I run a number of Digital Ocean droplets and like to keep on top of security updates. My droplets run CentOS which provides the yum-cron utility which can be configured to send an e-mail if security updates are available. Configuring yum-cron is a snap. First, you will need to install the package:
$ yum -y install yum-cron
Once the package is installed you can edit /etc/yum/yum-cron.conf to fit your needs. I typically modify update_cmd, system_name, emit_via, email_from and email_to. The update_cmd option allows you to define when e-mails are sent. You can get notifications for all updates or just for security updates. The system_name contains the hostname you want displayed in e-mail and the email_from and email_to contain the addresses used in the From: and To: fields.
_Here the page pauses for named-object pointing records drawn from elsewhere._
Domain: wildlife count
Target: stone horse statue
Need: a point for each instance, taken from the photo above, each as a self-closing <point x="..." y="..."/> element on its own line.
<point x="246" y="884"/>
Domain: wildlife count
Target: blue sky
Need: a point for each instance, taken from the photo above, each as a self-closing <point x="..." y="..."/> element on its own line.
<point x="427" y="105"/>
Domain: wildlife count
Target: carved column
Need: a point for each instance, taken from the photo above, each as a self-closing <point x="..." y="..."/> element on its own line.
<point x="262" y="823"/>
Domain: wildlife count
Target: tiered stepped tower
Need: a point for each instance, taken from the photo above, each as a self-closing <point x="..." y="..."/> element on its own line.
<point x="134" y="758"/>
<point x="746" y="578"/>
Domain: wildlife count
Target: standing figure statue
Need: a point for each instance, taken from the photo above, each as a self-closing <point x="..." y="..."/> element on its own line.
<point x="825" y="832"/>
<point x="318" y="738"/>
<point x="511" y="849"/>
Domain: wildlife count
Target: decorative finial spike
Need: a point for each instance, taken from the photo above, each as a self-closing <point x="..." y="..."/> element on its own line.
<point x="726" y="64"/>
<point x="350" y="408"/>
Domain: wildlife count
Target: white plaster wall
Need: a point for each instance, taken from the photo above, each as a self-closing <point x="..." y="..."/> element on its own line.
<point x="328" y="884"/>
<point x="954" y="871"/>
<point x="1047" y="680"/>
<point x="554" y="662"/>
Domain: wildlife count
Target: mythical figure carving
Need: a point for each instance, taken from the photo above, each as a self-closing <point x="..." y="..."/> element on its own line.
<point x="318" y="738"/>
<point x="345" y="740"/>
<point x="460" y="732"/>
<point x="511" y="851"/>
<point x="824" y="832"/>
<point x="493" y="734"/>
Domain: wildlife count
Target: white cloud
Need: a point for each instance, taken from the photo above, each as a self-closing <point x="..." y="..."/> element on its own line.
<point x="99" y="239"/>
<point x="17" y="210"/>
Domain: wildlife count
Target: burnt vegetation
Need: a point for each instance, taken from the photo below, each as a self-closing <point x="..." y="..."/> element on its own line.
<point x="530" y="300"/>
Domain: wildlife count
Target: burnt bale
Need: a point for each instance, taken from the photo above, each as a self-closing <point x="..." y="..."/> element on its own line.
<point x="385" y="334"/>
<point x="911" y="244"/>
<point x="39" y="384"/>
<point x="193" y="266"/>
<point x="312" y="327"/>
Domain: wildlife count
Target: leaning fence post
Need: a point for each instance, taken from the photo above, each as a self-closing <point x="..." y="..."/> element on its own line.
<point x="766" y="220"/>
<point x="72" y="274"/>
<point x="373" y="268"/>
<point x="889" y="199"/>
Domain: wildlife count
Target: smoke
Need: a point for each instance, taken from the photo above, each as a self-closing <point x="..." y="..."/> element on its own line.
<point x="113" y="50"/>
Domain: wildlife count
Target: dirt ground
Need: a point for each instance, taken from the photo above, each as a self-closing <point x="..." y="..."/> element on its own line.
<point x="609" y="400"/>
To enable the service you can use systemctl:
$ systemctl enable yum-cron.service && systemctl start yum-cron.service
Once enabled yum-cron will check for updates at the interval defined in the configuration file and produce an e-mail similar to the following if it detects updates:
The following updates will be downloaded on flip.prefetch.net:
================================================================================
Package Arch Version Repository
Size
================================================================================
Installing:
kernel x86_64 3.10.0-693.17.1.el7 updates 43 M
Updating:
binutils x86_64 2.25.1-32.base.el7_4.2 updates 5.4 M
dhclient x86_64 12:4.2.5-58.el7.centos.1 updates 282 k
dhcp-common x86_64 12:4.2.5-58.el7.centos.1 updates 174 k
dhcp-libs x86_64 12:4.2.5-58.el7.centos.1 updates 130 k
initscripts x86_64 9.49.39-1.el7_4.1 updates 435 k
kernel-tools x86_64 3.10.0-693.17.1.el7 updates 5.1 M
kernel-tools-libs x86_64 3.10.0-693.17.1.el7 updates 5.1 M
kmod x86_64 20-15.el7_4.7 updates 121 k
kmod-libs x86_64 20-15.el7_4.7 updates 50 k
kpartx x86_64 0.4.9-111.el7_4.2 updates 73 k
Installing for dependencies:
linux-firmware noarch 20170606-58.gitc990aae.el7_4 updates 35 M
Transaction Summary
================================================================================
Install 1 Package (+1 Dependent package)
Upgrade 20 Packages
Updates downloaded successfully.
While this solution isn’t suited for large environments it definitely fits a need for personal cloud instances. If you are feeling frisky you can also configure yum-cron to automatically apply the updates it finds.